La "Pride" du titre c'est bien sûr la ou les fierté(s) homosexuelle(s) (le film s'ouvre et se referme sur un défilé de la Gay Pride) ; c'est aussi celle, mal placée, de mineurs qui eurent du mal à accepter, par conservatisme ou peur du qu'en-dira-t-on (la presse de droite eut beau jeu de dénoncer dans cette alliance le symptôme de la décadence de la société anglaise), de voir leur lutte associée de près ou de loin aux homosexuels. Les militants gay avaient eu l'intuition d'une possible "convergence des luttes" contre la brutale révolution néo-conservatrice de Margaret Thatcher. Quelques années plus tard, et sous l'influence des syndicats de mineurs reconnaissants, le Labor Party inscrira dans sa plateforme de gouvernement les principales revendications des organisations gay et lesbiennes…

Le film se place dans cet entre-deux, faisant du choc des cultures entre de rustiques mineurs gallois et de flamboyants gays londoniens un ressort inépuisable de comédie. Dans la grande tradition des comédies sociales anglaises (Les Virtuoses, The Full Monty, et plus récemment We want sex equality), Matthew Warchus croque toute une série de personnages hauts en couleur, campés par une troupe d'acteurs au diapason (on reconnaît les grands Bill Nighy et Imelda Staunton ou Dominic West, le Mac Nulty de The Wire) et servis par des dialogues truculents.

Puisant avec bonheur dans la musique anglaise de l'époque (The Smiths, Bronski beat, Boy George) mais aussi les classiques disco des clubs gay, le film est mené tambour battant, même s'il laisse parfois la finesse au bord du chemin. On n'échappe ainsi à aucun des passages obligés sur le sujet : la confrontation entre jeunes "tantes" et vieilles mamies, la difficile sortie du placard de jeune homosexuel, la confrontation douloureuse avec la famille… Mais dans cette atmosphère d'euphorie, l'apparition du SIDA apporte une touche plus amère : un autre combat, bien plus redoutable, s'annonce pour les gays.

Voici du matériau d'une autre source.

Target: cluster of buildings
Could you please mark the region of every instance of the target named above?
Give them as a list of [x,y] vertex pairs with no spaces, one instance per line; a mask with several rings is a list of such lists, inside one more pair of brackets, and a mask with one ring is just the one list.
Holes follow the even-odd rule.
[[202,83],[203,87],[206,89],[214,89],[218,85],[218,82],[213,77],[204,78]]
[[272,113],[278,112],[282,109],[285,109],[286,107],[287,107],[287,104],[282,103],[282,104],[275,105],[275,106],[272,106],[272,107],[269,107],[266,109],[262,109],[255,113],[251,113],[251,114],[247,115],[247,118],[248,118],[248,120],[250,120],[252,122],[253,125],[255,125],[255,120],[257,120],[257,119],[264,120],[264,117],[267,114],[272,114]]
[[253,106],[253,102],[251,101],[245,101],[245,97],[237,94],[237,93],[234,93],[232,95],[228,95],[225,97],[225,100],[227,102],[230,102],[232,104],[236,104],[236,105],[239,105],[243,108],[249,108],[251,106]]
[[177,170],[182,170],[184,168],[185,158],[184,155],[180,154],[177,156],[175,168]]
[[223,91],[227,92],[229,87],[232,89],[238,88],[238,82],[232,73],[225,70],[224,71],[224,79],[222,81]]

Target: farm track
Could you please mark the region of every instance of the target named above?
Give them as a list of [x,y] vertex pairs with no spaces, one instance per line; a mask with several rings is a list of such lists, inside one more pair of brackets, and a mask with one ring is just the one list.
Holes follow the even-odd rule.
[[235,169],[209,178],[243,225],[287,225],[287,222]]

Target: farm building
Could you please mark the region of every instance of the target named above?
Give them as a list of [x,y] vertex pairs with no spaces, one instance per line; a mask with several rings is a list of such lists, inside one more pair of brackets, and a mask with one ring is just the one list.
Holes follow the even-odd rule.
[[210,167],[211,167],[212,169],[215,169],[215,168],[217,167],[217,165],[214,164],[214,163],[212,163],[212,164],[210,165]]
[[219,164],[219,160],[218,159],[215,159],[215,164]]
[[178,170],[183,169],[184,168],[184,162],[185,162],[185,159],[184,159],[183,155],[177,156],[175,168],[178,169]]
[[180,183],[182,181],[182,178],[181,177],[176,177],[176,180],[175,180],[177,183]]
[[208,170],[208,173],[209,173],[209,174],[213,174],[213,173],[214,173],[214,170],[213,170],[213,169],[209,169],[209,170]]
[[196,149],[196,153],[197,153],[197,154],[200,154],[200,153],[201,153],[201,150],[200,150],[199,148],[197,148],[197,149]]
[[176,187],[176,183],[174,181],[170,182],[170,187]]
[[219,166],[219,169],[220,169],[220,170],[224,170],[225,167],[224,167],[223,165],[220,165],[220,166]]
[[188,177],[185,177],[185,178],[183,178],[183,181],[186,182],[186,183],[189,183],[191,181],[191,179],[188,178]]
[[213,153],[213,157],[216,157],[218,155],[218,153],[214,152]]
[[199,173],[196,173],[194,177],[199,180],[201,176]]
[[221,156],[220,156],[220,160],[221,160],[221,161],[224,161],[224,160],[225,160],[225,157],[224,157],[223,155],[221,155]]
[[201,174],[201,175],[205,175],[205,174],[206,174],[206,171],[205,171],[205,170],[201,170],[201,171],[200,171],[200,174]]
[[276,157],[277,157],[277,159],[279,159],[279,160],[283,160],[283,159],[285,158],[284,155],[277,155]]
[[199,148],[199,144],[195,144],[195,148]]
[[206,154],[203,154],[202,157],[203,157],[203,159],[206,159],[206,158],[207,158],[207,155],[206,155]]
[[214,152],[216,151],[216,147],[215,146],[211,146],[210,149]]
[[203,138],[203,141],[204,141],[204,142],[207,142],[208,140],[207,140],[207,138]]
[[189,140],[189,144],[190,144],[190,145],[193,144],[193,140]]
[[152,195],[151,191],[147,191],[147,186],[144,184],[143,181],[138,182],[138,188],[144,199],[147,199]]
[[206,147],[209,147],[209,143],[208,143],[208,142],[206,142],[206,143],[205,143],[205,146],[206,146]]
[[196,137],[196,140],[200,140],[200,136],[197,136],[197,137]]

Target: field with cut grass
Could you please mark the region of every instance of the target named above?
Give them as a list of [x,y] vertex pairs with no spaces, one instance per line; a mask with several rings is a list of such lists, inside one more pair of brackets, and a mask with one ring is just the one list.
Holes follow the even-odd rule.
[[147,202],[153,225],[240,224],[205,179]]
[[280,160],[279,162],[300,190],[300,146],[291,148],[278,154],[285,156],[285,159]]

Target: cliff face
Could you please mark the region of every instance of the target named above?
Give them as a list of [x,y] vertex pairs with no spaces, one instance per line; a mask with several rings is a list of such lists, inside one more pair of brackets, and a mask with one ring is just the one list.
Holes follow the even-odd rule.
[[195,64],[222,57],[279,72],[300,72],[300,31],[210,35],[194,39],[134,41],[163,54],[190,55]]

Propre à conquérir un public adolescent, Pride est à conseiller vivement aux professeurs d'anglais et de SES. Les premiers pourront aborder sous un angle original une période-clé de l'histoire britannique récente, tout en distillant un discours bienvenu sur la tolérance et l'acceptation de l'autre. Les seconds illustreront avec le film plusieurs chapitres des programmes de lycée, sur la socialisation ou les mouvements sociaux.